Hoje tenho que me apresentar ao trabalho. Há qualquer coisa de hilariante no meio disto tudo. Trabalhei um ano inteiro e tive direito a seis dias de férias. Olho para mim e não me reconheço, uma passividade aparente e uma raiva contida. Até quando?
Percorro a memória deste ano, analiso factos, meço palavras e resolvo voar.
Estou agora sentada na copa da mais alta árvore deste meu pequeno jardim, balanço os pés descalços e olho-me lá em baixo.
Estou parada em frente ao carro. Mentalmente recapitulo tudo o que tenho de fazer. Volto a abrir a pasta, parece que não me esqueço de nada. Entro no carro, rodo a chave e maquinalmente ligo o rádio. Arranco.
Lá em cima vou seguindo o carro que se afasta e a paz invade-me. Deixo-me levar pelos afectos, pelos sonhos e esboço um sorriso. Os rostos dos que amo vão surgindo, sentam-se a meu lado preenchendo-me a soidão. Nada mais existe para além desta tranquilidade feita de afectos.
Estacionei, em Agosto é muito fácil arranjar lugar. Toco a campaínha. Não gosto de usar a chave. Troco algumas palavras com quem me abre a porta e dirijo-me para o gabinete. Recados e mais recados. Telefone. Correspondência aberta. Olho o relógio, não quero chegar atrasada à reunião. Saio.
Optei por ficar sentada no beiral do prédio mais estranho do bairro. Todo ele está coberto por inscrições chinesas e a porta de entrada está ladeada por dois dragões de cor ocre. Um exemplo menor de um prédio do Gaudi. Vejo-me sair, passo apressado, rosto crispado.
Uma centena de metros me separa do escritório onde vou ter a reunião. Volto a rever os factos, subo no elevador, entro e enquanto aguardo vou olhando os quadros. Não me fixo em nenhum.

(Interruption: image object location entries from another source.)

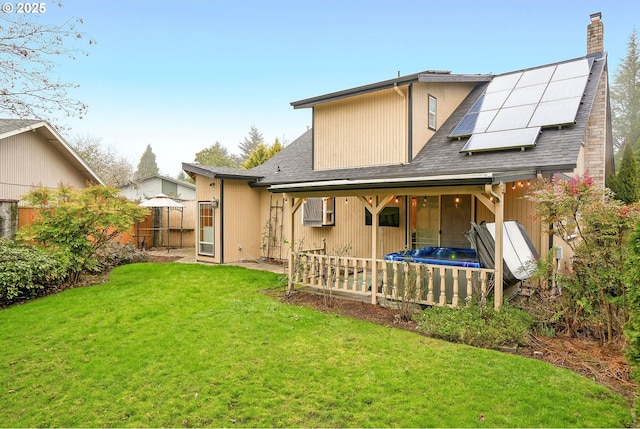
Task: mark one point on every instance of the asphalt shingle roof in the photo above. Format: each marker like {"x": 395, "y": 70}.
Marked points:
{"x": 556, "y": 149}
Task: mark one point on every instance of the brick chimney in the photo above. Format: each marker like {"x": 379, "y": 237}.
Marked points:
{"x": 595, "y": 34}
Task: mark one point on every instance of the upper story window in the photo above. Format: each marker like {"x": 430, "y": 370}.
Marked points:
{"x": 318, "y": 212}
{"x": 433, "y": 112}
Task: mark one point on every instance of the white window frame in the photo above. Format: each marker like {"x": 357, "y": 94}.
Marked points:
{"x": 432, "y": 112}
{"x": 326, "y": 218}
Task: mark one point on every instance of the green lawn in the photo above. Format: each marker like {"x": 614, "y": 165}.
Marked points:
{"x": 174, "y": 345}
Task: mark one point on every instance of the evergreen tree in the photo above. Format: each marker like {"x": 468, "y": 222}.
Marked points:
{"x": 183, "y": 177}
{"x": 250, "y": 143}
{"x": 113, "y": 169}
{"x": 625, "y": 98}
{"x": 216, "y": 155}
{"x": 147, "y": 166}
{"x": 625, "y": 184}
{"x": 275, "y": 148}
{"x": 261, "y": 154}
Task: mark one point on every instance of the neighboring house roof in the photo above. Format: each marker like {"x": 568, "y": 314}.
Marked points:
{"x": 12, "y": 127}
{"x": 439, "y": 162}
{"x": 221, "y": 172}
{"x": 168, "y": 179}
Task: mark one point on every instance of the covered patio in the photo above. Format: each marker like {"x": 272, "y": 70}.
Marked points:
{"x": 377, "y": 278}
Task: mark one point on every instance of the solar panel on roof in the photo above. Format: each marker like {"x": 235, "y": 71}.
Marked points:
{"x": 568, "y": 88}
{"x": 508, "y": 139}
{"x": 504, "y": 83}
{"x": 473, "y": 123}
{"x": 515, "y": 104}
{"x": 526, "y": 95}
{"x": 557, "y": 112}
{"x": 536, "y": 76}
{"x": 512, "y": 118}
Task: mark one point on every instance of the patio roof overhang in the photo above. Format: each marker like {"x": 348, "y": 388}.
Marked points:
{"x": 387, "y": 184}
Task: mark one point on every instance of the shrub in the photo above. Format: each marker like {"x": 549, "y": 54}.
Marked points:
{"x": 476, "y": 327}
{"x": 79, "y": 222}
{"x": 27, "y": 271}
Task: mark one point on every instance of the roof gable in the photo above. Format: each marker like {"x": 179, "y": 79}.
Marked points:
{"x": 556, "y": 149}
{"x": 12, "y": 127}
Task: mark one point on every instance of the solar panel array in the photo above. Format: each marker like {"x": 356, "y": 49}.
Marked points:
{"x": 514, "y": 107}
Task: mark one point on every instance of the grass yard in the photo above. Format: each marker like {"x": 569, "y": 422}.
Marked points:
{"x": 175, "y": 345}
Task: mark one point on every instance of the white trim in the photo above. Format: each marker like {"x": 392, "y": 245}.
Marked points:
{"x": 401, "y": 180}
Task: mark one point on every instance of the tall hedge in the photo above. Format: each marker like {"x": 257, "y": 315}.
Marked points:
{"x": 27, "y": 271}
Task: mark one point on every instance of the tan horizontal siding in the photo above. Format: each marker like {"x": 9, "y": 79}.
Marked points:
{"x": 27, "y": 161}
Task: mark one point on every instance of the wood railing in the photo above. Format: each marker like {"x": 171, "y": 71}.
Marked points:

Espero por mim cá fora. Junto a mim pombas, ao longe os telhados desta cidade que ainda amo.
Saio. Respiro fundo e faço uma pausa. Estranho ver-me sentada no alto de um prédio mas não questiono. Falta pouco tempo para o exame. Já o adiei três vezes. Abro a carteira e procuro os comprimidos que devo tomar. Não me recordo quanto tempo antes e resolvo tomá-los já.
Não quero fazer o exame. Queria ir até ao rio. Olho para baixo, vejo-me entrar na pastelaria da esquina. Vou esperar, pacientemente,...
2 comentários:
e abres a porta, voas, voltas, sobes, respiras, enfim...cascata e o lago ao fundo espera os teus pés descalços...

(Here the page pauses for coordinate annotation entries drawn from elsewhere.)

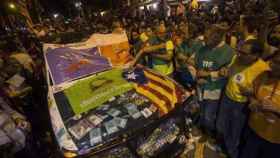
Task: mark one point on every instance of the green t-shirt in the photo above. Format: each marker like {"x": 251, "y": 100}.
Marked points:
{"x": 162, "y": 66}
{"x": 213, "y": 60}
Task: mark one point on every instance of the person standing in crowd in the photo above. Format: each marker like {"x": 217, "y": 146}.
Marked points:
{"x": 181, "y": 10}
{"x": 248, "y": 28}
{"x": 161, "y": 51}
{"x": 209, "y": 59}
{"x": 274, "y": 38}
{"x": 183, "y": 53}
{"x": 262, "y": 135}
{"x": 232, "y": 114}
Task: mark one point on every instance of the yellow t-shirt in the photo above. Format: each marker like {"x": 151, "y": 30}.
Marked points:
{"x": 166, "y": 69}
{"x": 266, "y": 124}
{"x": 244, "y": 80}
{"x": 194, "y": 4}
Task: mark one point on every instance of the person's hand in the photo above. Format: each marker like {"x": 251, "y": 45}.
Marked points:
{"x": 224, "y": 72}
{"x": 268, "y": 105}
{"x": 202, "y": 73}
{"x": 201, "y": 81}
{"x": 23, "y": 124}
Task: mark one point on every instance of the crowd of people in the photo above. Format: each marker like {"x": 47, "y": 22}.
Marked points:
{"x": 229, "y": 57}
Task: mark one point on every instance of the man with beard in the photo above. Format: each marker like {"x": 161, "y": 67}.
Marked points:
{"x": 209, "y": 59}
{"x": 160, "y": 51}
{"x": 263, "y": 138}
{"x": 243, "y": 71}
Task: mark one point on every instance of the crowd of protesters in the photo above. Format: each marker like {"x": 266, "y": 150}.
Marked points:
{"x": 230, "y": 57}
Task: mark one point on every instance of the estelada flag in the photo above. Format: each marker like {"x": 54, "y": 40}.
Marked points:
{"x": 164, "y": 93}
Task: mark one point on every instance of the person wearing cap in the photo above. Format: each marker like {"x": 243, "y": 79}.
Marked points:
{"x": 245, "y": 67}
{"x": 212, "y": 57}
{"x": 262, "y": 133}
{"x": 160, "y": 50}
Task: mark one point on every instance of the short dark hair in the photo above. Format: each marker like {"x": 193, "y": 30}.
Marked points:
{"x": 251, "y": 23}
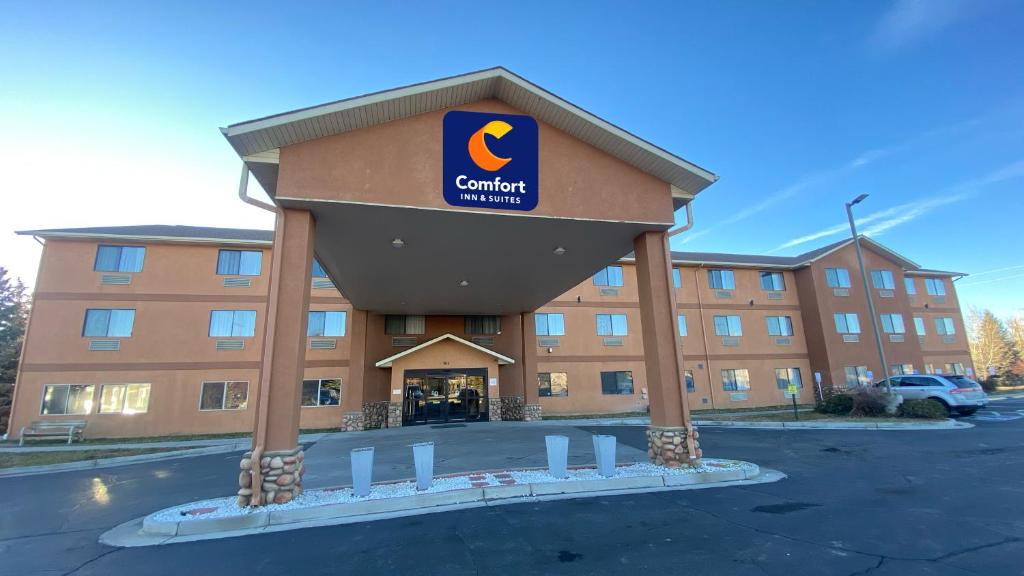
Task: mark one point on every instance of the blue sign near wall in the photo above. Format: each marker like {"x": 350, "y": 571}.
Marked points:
{"x": 489, "y": 160}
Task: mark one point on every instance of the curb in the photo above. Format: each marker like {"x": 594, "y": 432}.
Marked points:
{"x": 118, "y": 461}
{"x": 157, "y": 532}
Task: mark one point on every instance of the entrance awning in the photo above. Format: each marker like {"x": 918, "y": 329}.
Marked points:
{"x": 502, "y": 359}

o vento enrola-te o cabelo e as espirais de fumo do fogo do crescente fogo que emana de ti.
beijinho e muita ternura :)
vou seguir-te as letras
ac
Grato pela visita à minha "visita" e pelo comentário.
Nos meus débeis ensaios de voo, escolho também as árvores e, quando sou bafejado pela sorte de nelas poisar, escuto os seus segredos e neles dissolvo os meus.